The stock markets are responding to conflicting signals lately, and the result is concurrent trends of volatility and gains that have been causing some confusion. Inflation has ticked up in recent months, as pent-up demand now let loose by the economic reopening is crossing limited supply and still-disrupted distribution chains.
But there’s a strong feeling that the inflation is transitory, and that as people get back to work the inflationary trends will be pushed back by improved production and transport efficiencies. Deadlocks in Congress have allayed fears of overly large stimulus measures actually passing.
Watching the market’s ups and downs is Oppenheimer’s chief investment strategist John Stoltzfus. Stoltzfus is cautiously bullish going forward, seeing weakness as a chance to buy in.
“In our experience over the course of some 38 years (since 1983) with more than a mere handful of market gyrations caused by crisis and disruptions of varied size and dimension, investor patience and diversification is likely to be rewarded,” Stoltzfus confidently wrote.
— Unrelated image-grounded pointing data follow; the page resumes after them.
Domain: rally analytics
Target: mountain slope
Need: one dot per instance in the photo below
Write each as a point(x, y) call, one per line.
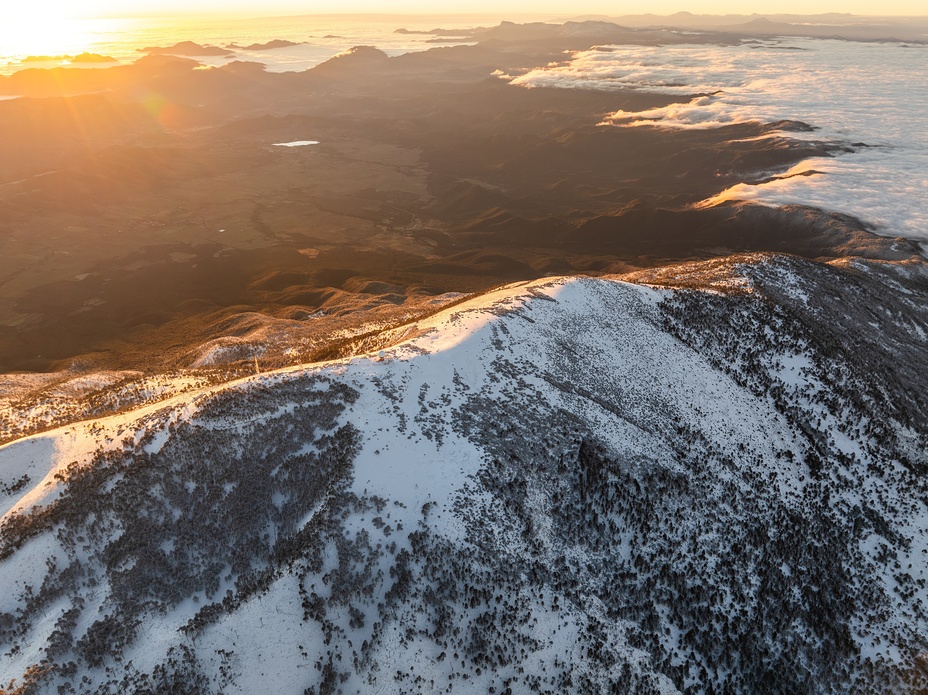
point(574, 484)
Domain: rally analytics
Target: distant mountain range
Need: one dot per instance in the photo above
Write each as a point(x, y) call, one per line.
point(709, 477)
point(833, 24)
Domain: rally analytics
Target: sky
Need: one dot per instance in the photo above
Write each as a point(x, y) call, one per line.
point(21, 11)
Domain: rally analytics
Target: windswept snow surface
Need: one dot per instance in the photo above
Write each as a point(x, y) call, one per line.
point(571, 485)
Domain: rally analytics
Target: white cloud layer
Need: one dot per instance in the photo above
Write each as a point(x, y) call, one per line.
point(872, 93)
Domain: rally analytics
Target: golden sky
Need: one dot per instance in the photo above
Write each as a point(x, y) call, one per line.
point(20, 10)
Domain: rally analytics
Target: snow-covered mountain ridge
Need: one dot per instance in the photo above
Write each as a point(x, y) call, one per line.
point(570, 485)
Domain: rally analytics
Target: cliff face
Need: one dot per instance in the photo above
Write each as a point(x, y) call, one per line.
point(573, 484)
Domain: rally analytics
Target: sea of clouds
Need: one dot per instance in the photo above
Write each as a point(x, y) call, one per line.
point(870, 96)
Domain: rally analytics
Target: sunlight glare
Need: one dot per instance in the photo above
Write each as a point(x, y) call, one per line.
point(43, 28)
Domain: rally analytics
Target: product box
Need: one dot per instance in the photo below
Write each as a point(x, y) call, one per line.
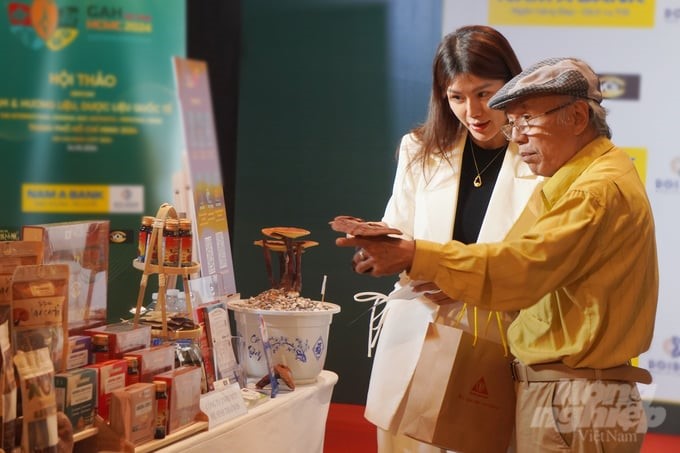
point(110, 377)
point(84, 246)
point(216, 342)
point(133, 412)
point(78, 351)
point(76, 394)
point(154, 360)
point(184, 395)
point(124, 337)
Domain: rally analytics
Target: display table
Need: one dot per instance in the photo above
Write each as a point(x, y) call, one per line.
point(292, 422)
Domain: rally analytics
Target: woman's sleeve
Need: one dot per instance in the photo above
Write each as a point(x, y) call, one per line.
point(400, 209)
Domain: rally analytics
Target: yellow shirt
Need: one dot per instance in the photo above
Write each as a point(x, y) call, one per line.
point(584, 276)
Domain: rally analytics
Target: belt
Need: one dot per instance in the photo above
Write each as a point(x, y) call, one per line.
point(557, 371)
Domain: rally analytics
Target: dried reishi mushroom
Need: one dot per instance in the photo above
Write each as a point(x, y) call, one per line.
point(290, 255)
point(285, 232)
point(359, 227)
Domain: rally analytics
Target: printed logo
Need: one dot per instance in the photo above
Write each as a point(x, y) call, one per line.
point(42, 23)
point(670, 185)
point(671, 15)
point(604, 409)
point(480, 388)
point(573, 13)
point(672, 346)
point(620, 86)
point(120, 237)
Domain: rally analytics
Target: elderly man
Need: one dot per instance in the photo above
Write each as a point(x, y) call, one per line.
point(580, 265)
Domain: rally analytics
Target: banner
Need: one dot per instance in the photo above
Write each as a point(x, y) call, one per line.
point(89, 127)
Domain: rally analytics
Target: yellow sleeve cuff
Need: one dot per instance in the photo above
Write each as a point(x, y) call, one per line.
point(425, 260)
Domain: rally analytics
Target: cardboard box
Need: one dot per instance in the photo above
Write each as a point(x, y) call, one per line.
point(84, 246)
point(133, 412)
point(110, 377)
point(124, 337)
point(76, 395)
point(78, 351)
point(184, 395)
point(154, 360)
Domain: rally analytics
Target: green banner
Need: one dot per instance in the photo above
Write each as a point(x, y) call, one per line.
point(89, 124)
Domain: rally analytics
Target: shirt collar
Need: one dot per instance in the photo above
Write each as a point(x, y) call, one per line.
point(557, 185)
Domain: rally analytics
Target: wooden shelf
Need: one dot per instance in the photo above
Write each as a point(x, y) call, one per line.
point(169, 270)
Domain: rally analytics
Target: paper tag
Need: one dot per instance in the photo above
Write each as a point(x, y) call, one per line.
point(221, 405)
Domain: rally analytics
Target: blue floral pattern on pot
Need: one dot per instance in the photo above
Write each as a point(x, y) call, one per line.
point(298, 347)
point(318, 348)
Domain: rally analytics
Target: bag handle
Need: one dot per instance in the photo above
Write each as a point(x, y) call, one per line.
point(499, 322)
point(376, 321)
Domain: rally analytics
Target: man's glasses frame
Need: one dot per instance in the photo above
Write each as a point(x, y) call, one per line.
point(522, 124)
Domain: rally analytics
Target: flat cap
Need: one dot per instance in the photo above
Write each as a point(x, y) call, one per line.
point(569, 76)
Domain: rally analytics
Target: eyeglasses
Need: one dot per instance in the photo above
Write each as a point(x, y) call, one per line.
point(522, 124)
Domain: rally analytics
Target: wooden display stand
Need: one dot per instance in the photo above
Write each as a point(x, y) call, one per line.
point(167, 276)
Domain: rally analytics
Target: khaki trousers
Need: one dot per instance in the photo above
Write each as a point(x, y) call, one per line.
point(579, 416)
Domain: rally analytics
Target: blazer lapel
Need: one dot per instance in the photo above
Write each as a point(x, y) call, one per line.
point(514, 187)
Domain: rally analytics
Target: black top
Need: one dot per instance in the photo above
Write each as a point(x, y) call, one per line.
point(473, 201)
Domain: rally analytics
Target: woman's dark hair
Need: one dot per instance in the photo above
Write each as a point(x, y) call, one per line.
point(478, 50)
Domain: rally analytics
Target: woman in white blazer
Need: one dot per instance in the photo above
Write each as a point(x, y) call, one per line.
point(456, 178)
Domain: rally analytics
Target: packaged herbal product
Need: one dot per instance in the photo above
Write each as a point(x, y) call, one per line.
point(8, 394)
point(38, 401)
point(13, 254)
point(39, 295)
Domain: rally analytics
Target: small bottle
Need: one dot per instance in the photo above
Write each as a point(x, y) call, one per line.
point(100, 348)
point(132, 376)
point(171, 243)
point(185, 242)
point(145, 231)
point(161, 410)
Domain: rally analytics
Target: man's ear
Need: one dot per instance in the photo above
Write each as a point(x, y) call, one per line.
point(581, 114)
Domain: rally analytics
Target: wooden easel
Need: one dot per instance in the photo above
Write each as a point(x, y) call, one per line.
point(167, 275)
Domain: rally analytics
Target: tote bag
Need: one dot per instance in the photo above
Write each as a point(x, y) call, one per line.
point(462, 395)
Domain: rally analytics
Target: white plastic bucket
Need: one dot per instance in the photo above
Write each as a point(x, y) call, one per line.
point(299, 340)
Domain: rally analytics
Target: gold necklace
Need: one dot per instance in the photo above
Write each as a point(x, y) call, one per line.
point(477, 182)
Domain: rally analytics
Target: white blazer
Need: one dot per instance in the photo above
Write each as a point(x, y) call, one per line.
point(423, 206)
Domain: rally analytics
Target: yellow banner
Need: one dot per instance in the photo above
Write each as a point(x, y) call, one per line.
point(64, 198)
point(573, 13)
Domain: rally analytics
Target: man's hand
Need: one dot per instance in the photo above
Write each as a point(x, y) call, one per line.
point(379, 255)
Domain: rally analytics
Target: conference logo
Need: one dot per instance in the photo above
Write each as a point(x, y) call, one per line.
point(671, 15)
point(55, 25)
point(668, 363)
point(42, 23)
point(573, 13)
point(670, 185)
point(620, 86)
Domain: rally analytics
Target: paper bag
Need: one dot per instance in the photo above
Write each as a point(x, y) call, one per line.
point(462, 396)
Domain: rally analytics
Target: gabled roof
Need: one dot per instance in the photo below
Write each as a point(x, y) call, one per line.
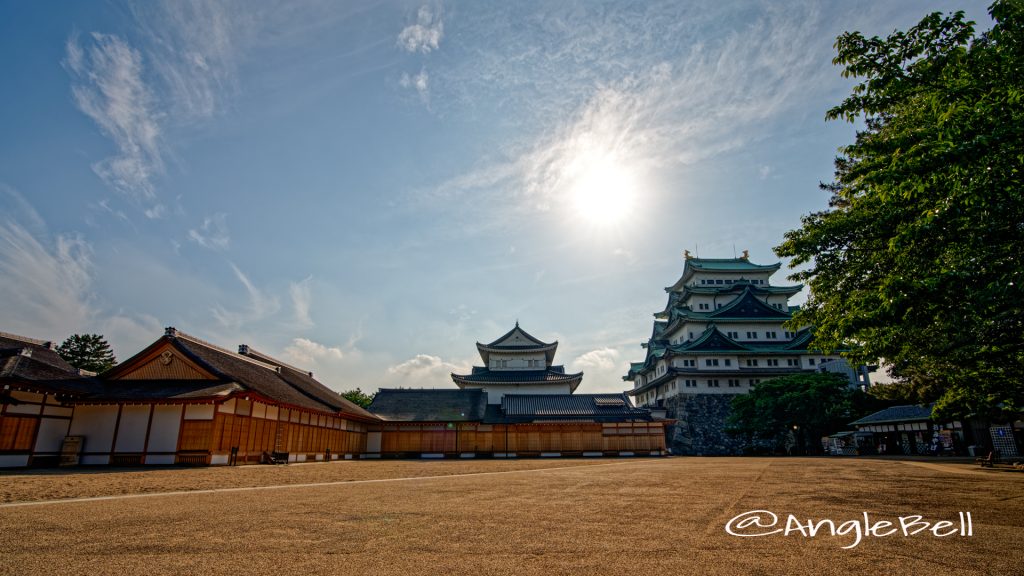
point(748, 305)
point(719, 264)
point(25, 370)
point(438, 405)
point(278, 382)
point(568, 406)
point(737, 286)
point(42, 351)
point(35, 365)
point(303, 381)
point(712, 339)
point(907, 413)
point(553, 375)
point(514, 340)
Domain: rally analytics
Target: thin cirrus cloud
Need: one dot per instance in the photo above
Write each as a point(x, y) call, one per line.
point(213, 233)
point(109, 88)
point(258, 305)
point(425, 35)
point(420, 82)
point(301, 300)
point(625, 91)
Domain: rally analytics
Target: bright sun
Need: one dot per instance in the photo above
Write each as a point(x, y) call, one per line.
point(603, 192)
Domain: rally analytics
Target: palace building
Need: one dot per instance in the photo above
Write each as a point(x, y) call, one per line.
point(720, 333)
point(517, 404)
point(185, 401)
point(180, 401)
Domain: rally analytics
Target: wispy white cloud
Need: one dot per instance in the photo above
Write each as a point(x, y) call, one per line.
point(44, 283)
point(212, 233)
point(301, 298)
point(196, 48)
point(307, 353)
point(602, 359)
point(110, 88)
point(420, 82)
point(425, 35)
point(634, 90)
point(259, 305)
point(424, 370)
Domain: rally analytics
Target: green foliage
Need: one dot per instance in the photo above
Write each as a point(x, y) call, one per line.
point(88, 352)
point(918, 260)
point(358, 397)
point(807, 406)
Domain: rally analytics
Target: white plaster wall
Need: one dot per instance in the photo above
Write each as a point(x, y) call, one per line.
point(13, 460)
point(51, 434)
point(131, 430)
point(200, 411)
point(24, 408)
point(95, 424)
point(517, 361)
point(164, 432)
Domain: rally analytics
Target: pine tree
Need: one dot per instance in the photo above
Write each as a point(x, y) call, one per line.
point(87, 352)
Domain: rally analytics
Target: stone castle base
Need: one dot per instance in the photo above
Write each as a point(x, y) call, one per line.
point(699, 428)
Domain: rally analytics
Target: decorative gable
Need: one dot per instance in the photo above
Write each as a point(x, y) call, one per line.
point(164, 363)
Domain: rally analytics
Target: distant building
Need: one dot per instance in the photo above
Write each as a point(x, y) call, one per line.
point(180, 401)
point(720, 334)
point(517, 404)
point(517, 363)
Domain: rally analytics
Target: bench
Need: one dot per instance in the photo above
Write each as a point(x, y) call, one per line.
point(988, 460)
point(275, 457)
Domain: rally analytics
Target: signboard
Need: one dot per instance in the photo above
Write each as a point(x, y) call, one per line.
point(70, 450)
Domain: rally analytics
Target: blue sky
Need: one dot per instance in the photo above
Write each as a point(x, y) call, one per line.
point(369, 189)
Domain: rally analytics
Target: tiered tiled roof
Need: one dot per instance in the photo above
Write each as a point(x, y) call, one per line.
point(437, 405)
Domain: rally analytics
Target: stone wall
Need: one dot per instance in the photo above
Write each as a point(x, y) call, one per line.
point(699, 428)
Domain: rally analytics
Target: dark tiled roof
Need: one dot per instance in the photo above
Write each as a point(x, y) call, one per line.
point(155, 391)
point(749, 305)
point(555, 374)
point(28, 371)
point(437, 405)
point(41, 351)
point(254, 375)
point(714, 339)
point(909, 413)
point(305, 383)
point(604, 407)
point(531, 342)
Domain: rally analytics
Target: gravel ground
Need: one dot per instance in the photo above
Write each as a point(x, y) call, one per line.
point(579, 517)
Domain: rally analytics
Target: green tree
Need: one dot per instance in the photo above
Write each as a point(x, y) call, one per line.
point(88, 352)
point(918, 258)
point(807, 406)
point(358, 397)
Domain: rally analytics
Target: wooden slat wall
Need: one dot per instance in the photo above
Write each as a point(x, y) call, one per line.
point(582, 437)
point(17, 433)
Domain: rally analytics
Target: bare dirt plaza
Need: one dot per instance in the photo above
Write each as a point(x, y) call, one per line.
point(654, 516)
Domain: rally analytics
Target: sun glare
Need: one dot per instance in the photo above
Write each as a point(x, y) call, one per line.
point(603, 192)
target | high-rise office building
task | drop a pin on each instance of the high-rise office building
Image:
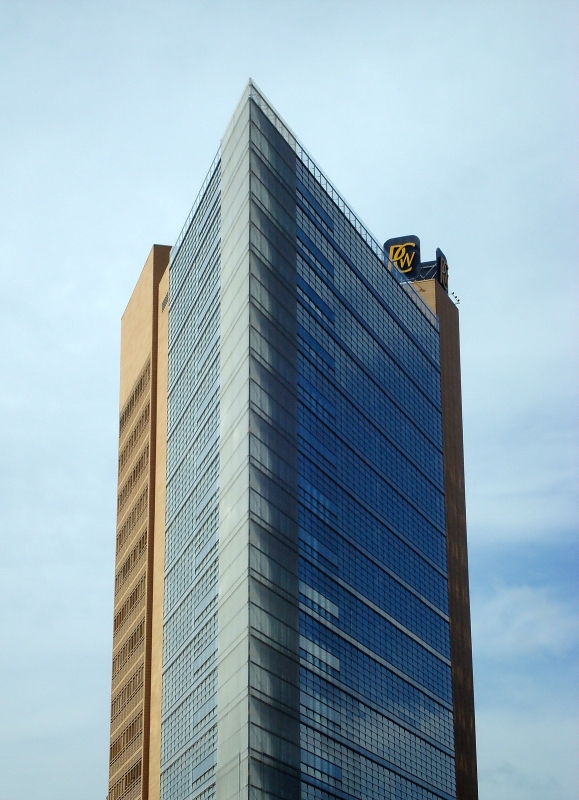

So just where should investors put ‘patience and diversification’ into action? That’s a question for Stoltzfus’s colleagues among Oppenheimer’s stock analysts. Two of the firm’s 5-star analysts have been pounding the table on two stocks, noting that each could soar at least 80% in the next year.
Using TipRanks’ database, we found out that the rest of the Street is also on board, as each boasts a “Strong Buy” consensus rating. Let’s take a closer look.
Lightning eMotors (ZEV)
We’ll start with an electric vehicle company, Lightning eMotors. Electric vehicles, or EVs, are considered the next ‘thing’ in the automotive industry, combining zero emission green tech with next generation performance capabilities in the cars. While there are still enormous hurdles involved in converting most automotive fleets to electric – power generation capacity for charging, environment damage inherent in mining rare earths for batteries, and cost of vehicle production all come to mind – companies like Lightning eMotors are working on solutions. Their efforts have made EVs a viable niche product.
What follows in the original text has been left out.